Röportaj

“Komşunun evini camdan gözetleyip anlattıklarımız bizim hikayemiz değil.”

Yeşim Tonbaz, nevi şahsına münhasır biri olarak büyük bir motivasyon örneği sergiliyor. Öğrencilik, eğitmenlik, editörlük ve yönetmenliği birlikte yürütüyor. Tüm bunların yanı sıra 2 çocuk annesi olan Tonbaz, kendi değerlerimizden beslenerek kaliteli işler ortaya çıkarıyor. Birçok kısa film ve belgeselde çeşitli görevlerde yer almaya devam ediyor.

2016’da çektiği ilk kısa filmi ‘Askıda’ yurt içi ve yurt dışı birçok film festivalinde gösterildi. Şimdi de ikinci kısa filmi “Münhasır” çeşitli yerlerde gösterime başladı. Çeşitli sinema atölyelerinde senaryo ve sinema yazarlığı eğitimi vermeye de devam ediyor.

Yeşim Tonbaz ile kendi fikir dünyasına, sinemaya, sanata ve filmlerine doğru kısa bir yolculuğa çıktık.

İyi (Mücerret) okumalar.

Arap Dili ve Edebiyatı mezunu ama sinemacı, öğrenci ama 2 film sahibi yönetmen, insan ama iki çocuk annesi bu kadar tanımlamanın içerisinde “Yeşim Tonbaz” kimdir?

Siz belki de tüm tanımlamaları yapmışsınız aslında, üzerime alabileceğim. Filoloji mezunu, sinema eğitmeni, yönetmen, anne ve hayat boyu öğrenci bir insan evladı. Amasız, rağmensiz.

Nevi şahsına münhasır birisiniz. Öğrencisiniz, öğretmensiniz, editörsünüz. Bu yaz şehir şehir gezip eğitimler verdiniz. Bu kadar uğraş içerisinde iki çocuk sahibisiniz. Sizi bu kadar uğraş içerisinde dinç kılan fikir dünyanızda ne var? Bu kadar uğraş hangi amaçla?

İnsan önce kendine karşı sorumluluklarının peşine düşüyor galiba. Bu bir kendini gerçekleştirme süreci diyebiliriz. Buna senkron olarak varlığının anlamını da gerçekleştirmeli. Benim yaptıklarım yalnızca benim yapabileceğim şeyler.

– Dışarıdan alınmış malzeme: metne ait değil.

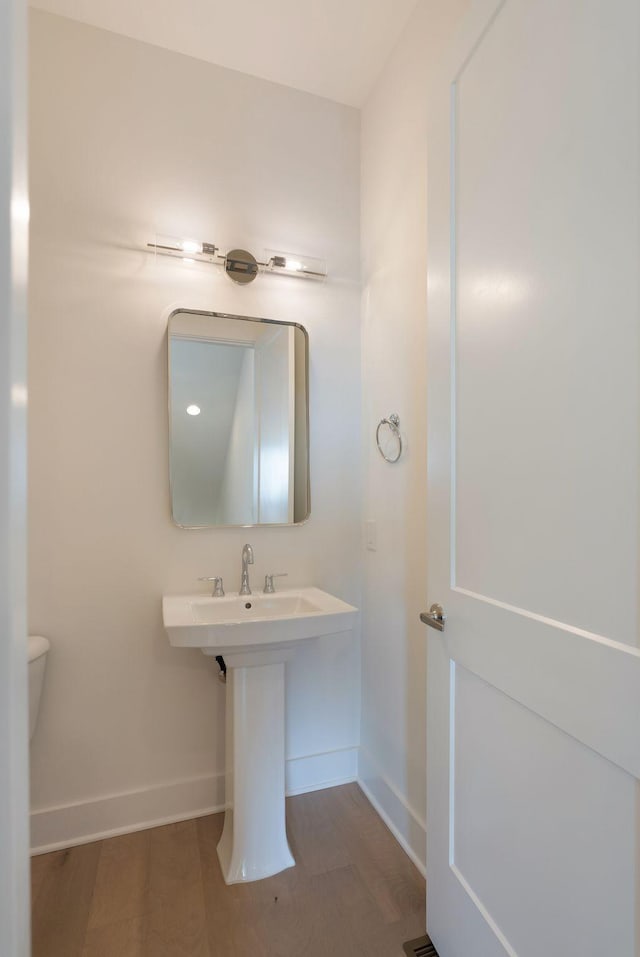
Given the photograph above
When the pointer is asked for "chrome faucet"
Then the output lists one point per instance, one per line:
(247, 559)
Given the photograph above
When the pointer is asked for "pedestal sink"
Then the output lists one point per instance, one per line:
(256, 634)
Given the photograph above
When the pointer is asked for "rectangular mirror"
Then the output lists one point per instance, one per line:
(238, 420)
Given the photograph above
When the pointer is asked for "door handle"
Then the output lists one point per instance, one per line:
(435, 617)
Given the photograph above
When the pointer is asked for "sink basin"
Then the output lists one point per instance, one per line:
(246, 622)
(257, 634)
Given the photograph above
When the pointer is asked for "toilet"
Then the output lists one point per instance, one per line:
(38, 648)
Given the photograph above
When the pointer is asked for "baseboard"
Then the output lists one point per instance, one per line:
(86, 821)
(316, 771)
(405, 824)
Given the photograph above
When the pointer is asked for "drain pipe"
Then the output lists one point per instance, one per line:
(222, 676)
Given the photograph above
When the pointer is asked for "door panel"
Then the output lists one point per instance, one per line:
(546, 226)
(534, 686)
(518, 768)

Kıymetli Ağabeyim Hasan Aycın bir muhabbetimizde, “yalnızca senin yapabileceğin şeyleri yapmadan bu dünyadan çekip gittiğini düşünsene.” demişti. Bu var olanlar kadar var edene karşı olan sorumluluğun altını çizen bir cümle. Ben de bu cümleden devşirilebilecek motivasyonla elimden geleni ardıma koymamaya çalışıyorum.

Arap Dili ve Edebiyatı okudunuz ama sinemaya yönlendiniz. Bir sanat dalı olarak sinemaya yönlenmenizdeki amacınız nedir?

Okuduğum bölümden bağımsız bir alandayım, evet. Lisansta Arap Dili ve Edebiyatını tercih ettim. Şimdi de Sinema televizyon alanında yüksek lisans sürecini bitirmek üzereyim. Bu biraz zorunlu olarak üniversite sürecimin 9 yıl kadar geç başlamasıyla ilgili oldu aslında. 28 Şubatla birlikte eğitim hayatıma ara verdim ama bu kendimi ifade edebileceğim, üretebileceğim ve ilgilenmekten de son derece keyif aldığım sinema alanında ‘alaylı’ olarak kendimi geliştirdiğim bir sürece dönüştü. Yok sayılmak istendiğimiz, sınır çizilmek, ‘had bildirilmek’ istendiğimiz bir dönemin ardından sinemada sebat etmiş olmam belki de sinemanın göstermekte ve ifade etmekte son derece mahir olmasındandı, bilemiyorum. Ama bu alan beni en çok tatmin eden, içimi, derdimi mümkün olduğunca kendi üretimlerimle gösterebildiğim,  zaman zaman da başka sanatkarlardan izlediğim bir mecra benim için.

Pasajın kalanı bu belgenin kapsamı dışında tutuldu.